It is illegal in Tennessee for someone to spike your drink, even if the substance itself is legal. For example, say you are older than 21 and drinking something nonalcoholic. Without your knowledge, a person pours vodka into your drink. Since you are of age, it is legal for you to drink the vodka, but the spiking would still be illegal under the adulteration statute. This is because a spiked drink can alter someone's mental state or otherwise hurt a person.

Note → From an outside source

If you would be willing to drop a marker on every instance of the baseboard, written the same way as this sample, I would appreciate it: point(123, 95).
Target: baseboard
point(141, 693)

So, you were later charged with DUI, and you are at a loss to explain your apparently high BAC results. You remember some drinks that tasted funny and wonder if someone added alcohol. Is arguing that your drinks were spiked and you did not drive knowingly intoxicated a good DUI defense?
Depends on the situation
As with many things, there is no right or wrong answer. If you have a history of drinking or DUI charges, it may strain credibility to argue you did not know your drink had alcohol in it or that you were unable to identify why you were feeling strange. Generally, arguing spiked drinks may not be a good DUI defense because prosecutors might say that since you were feeling dizzy, woozy, intoxicated or otherwise out of sorts, you should have known better than to get behind the wheel.
Of course, there can be situations where this defense might seem like it could succeed. Perhaps you had never tasted that type of nonalcoholic drink before and are not a drinker, so you would have been hard-pressed to identify that it did not taste right. Maybe you attributed the feelings of dizziness to an illness that plagued you last week or to not eating.
If your attorney can show that someone spiked your drink, perhaps through witness testimonies or video footage, and you have a clean driving and drinking history, then he or she may consider an involuntary intoxication line of defense. But it must be stressed that this type of defense rarely succeeds.